Abstract

Introduction: It is unknown whether stroke risk is increased in the setting of large-artery atherosclerotic plaque that does not cause significant luminal stenosis. Hypothesis: We hypothesized that the prevalence of vulnerable, non-stenosing carotid artery plaque on the side ipsilateral to an acute brain infarction would be higher than on the contralateral side. Methods: Using a prospective stroke registry, we identified patients with acute infarction limited to the vascular territory of one internal carotid artery (ICA) and no large-vessel atherosclerosis based on the common criterion of greater than or equal to 50% luminal stenosis. We used magnetic resonance angiography to ascertain vulnerable ICA plaque, as defined by the presence of intraplaque high-intensity signal (IHIS). We used McNemar’s test for correlated proportions to compare the prevalence of IHIS on the side ipsilateral to acute infarction versus the contralateral side within individual subjects.

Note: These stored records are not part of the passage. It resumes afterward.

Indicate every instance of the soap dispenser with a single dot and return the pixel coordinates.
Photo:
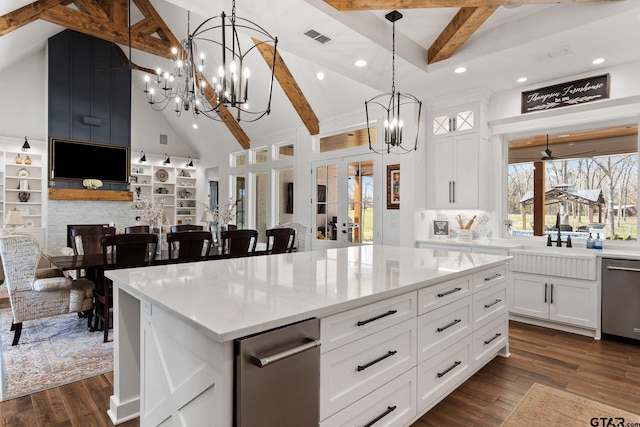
(598, 243)
(590, 242)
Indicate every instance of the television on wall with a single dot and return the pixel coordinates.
(71, 160)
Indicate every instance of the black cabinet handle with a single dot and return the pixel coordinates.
(491, 304)
(446, 371)
(444, 294)
(373, 319)
(445, 327)
(373, 362)
(389, 410)
(496, 336)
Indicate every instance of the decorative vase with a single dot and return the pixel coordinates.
(23, 196)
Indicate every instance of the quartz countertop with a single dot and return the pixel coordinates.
(231, 298)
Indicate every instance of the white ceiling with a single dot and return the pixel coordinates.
(541, 42)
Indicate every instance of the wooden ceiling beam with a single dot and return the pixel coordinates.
(290, 87)
(349, 5)
(458, 31)
(26, 14)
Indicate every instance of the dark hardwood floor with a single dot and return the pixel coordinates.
(605, 371)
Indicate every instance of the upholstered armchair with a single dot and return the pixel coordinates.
(35, 293)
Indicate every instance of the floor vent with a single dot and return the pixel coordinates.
(320, 38)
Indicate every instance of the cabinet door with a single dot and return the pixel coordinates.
(530, 296)
(466, 171)
(573, 302)
(442, 166)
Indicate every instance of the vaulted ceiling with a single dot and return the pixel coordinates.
(496, 40)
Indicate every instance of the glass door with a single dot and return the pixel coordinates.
(343, 202)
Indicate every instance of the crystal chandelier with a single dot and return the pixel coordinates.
(185, 84)
(390, 103)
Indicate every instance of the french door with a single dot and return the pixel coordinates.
(343, 197)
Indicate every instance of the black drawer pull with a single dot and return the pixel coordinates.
(373, 362)
(496, 336)
(444, 294)
(389, 410)
(446, 371)
(445, 327)
(364, 322)
(491, 304)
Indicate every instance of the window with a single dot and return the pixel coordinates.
(590, 185)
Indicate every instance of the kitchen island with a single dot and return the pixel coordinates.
(174, 326)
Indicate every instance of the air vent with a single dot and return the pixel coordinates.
(320, 38)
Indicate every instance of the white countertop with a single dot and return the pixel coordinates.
(227, 299)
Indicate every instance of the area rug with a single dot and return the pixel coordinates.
(544, 406)
(52, 351)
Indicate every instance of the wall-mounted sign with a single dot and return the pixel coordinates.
(565, 94)
(440, 228)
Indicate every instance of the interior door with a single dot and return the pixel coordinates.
(343, 202)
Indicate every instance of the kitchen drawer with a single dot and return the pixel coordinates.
(348, 326)
(489, 304)
(352, 371)
(436, 296)
(488, 340)
(393, 404)
(443, 372)
(490, 276)
(440, 328)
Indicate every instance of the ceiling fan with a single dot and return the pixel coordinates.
(548, 155)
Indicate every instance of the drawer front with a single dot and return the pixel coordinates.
(393, 404)
(440, 328)
(343, 328)
(487, 341)
(489, 304)
(354, 370)
(490, 277)
(440, 374)
(436, 296)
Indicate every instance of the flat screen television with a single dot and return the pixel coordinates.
(71, 160)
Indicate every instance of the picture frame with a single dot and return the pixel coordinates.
(393, 186)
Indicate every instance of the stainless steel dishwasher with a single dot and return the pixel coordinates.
(621, 298)
(277, 377)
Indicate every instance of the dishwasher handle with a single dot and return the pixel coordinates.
(261, 362)
(615, 267)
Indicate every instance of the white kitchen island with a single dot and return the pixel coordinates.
(174, 327)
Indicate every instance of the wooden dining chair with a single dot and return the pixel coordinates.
(185, 227)
(280, 240)
(187, 246)
(238, 243)
(121, 251)
(137, 229)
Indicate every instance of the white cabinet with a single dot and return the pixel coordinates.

Results: We analyzed 218 arteries in 109 unique patients. IHIS-positive ICA plaque was found in 31 arteries (14.2%), with 22 IHIS-positive lesions occurring ipsilateral to the side of the patient’s infarction versus 9 IHIS-positive lesions contralateral to the side of infarction (P = 0.01). When stratified by stroke subtype (See Figure which includes representative MRA images), IHIS was associated with infarctions that were classified as of unknown etiology (P < 0.001), but not in those due to cardioembolism (P = 0.76) or small-vessel occlusion (P = 0.49). Conclusion: We found an association between vulnerable, non-hemodynamically-significant ICA plaque and acute brain infarction. This association held true only in the subset of patients with stroke of undetermined etiology, suggesting that non-stenosing large-artery atherosclerotic lesions may explain some proportion of cryptogenic strokes.